The other thing to vary is the kind of particle accelerated. Electrons have a very small mass and lose a larger fraction of their momentum to synchrotron radiation. SLAC and KEK are linear accelerators that use electrons. (Cornell's CESR is a ring that accelerates electrons too, but at lower energies compared to these others.) Protons are the other obvious choice, which is what Fermilab and CERN's LHC (after the upgrade) are accelerating. Being much more massive, the protons slough off less of their momentum to synchrotron radiation and can be accelerated to higher energies given the same size ring. The disadvantage of protons is that the energy of the proton is shared among its three quarks (and gluons I think) whereas the electron is truly singular as far as can be told.

I've been out of touch lately but as of at least 8 years ago three proposals were being discussed: VLHC -- big ring accelerating protons. Next Linear Collider (NLC) -- long linear accelerator for electrons. Muon collider -- a smaller ring (actually with straight sections like a track&field track) that produces and accelerates muons. Muons are just like electrons only 200 times more massive and is unstable with a half-life of 2 microseconds. The muon collider was thought to be an ideal Higgs factory, but with a lot of design challenges. One of the main challenges is to not only accelerate the muons before they decay, but also collimate, or "cool", the beam very fast as well so that you can create as many head-on collisions as possible.
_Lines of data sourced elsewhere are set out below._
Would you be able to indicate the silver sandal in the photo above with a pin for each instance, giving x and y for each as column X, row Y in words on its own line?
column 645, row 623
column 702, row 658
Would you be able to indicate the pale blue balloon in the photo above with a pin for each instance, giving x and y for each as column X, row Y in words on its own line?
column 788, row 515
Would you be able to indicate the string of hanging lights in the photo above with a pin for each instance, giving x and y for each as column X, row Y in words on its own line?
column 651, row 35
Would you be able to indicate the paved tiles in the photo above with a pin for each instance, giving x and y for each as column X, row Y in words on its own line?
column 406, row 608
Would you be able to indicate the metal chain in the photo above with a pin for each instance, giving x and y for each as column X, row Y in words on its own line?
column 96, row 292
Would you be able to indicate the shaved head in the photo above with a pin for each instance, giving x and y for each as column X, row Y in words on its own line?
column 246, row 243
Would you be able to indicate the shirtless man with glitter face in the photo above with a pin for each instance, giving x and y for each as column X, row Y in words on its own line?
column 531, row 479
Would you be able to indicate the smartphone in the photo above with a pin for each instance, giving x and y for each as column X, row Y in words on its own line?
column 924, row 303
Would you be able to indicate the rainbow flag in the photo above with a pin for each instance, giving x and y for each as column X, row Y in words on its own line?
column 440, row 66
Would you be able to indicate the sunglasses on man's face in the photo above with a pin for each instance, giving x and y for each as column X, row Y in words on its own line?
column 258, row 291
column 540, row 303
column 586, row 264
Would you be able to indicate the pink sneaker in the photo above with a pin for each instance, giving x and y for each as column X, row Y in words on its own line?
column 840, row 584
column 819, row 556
So the news that the VLHC design is currently in favor is interesting, but this is hardly the first time the issue has been discussed and I doubt it will be the last. Several years ago the NLC design seemed most favorable, but this would, by its length, be limited to a specific design energy and probably be built to produce Higgs, Higgs, and more Higgs. It seems to me like a VLHC would have more discovery potential for more massive Higgs particles, signs of supersymmetry, or whatever else might exist.

Re:helium?

[Anonymous Coward]

The helium at LHC is liquid helium used to cool the superconducting magnets, not to fill the tunnel.

But maybe by the time this is built we'll have room-temperature (or nearly so) superconductors that can sustain that kind of magnetic field. (AFAIK the LN2-cooled ceramic superconductors can't.)

Re:Question...

[TopherC]

You hit numerical problems if you calculate it that way. Wikipedia [wikipedia.org] gives a series expansion that works well for large values of gamma:

v (in units of c) = 1 - 1/2 \gamma^(-2)

v = c (1 - 1.8e-10), or 0.99999999982 c

Re:Dallas?

[joe_frisch]

Muon colliders are a great concept - but they are difficult REALLY difficult. There is a significant ongoing effort to work on the technologies but they are far from ready now.

Personally I love the idea of high gradient RF cavities fabricated from Beryllium, filled with high pressure hydrogen, with megawatt high energy muon beams. There are however some possible....failure modes. Then there are the problems with neutrino radiation (I'm not kidding - it can exceed allowable dose limits).

A potentially more serious issue is that while the muon collisions themselves are very clean, the decaying muons create a huge amount of background noise in the detectors.

I think its a great project and work should continue - but like laser acceleration we can't build a machine like this yet.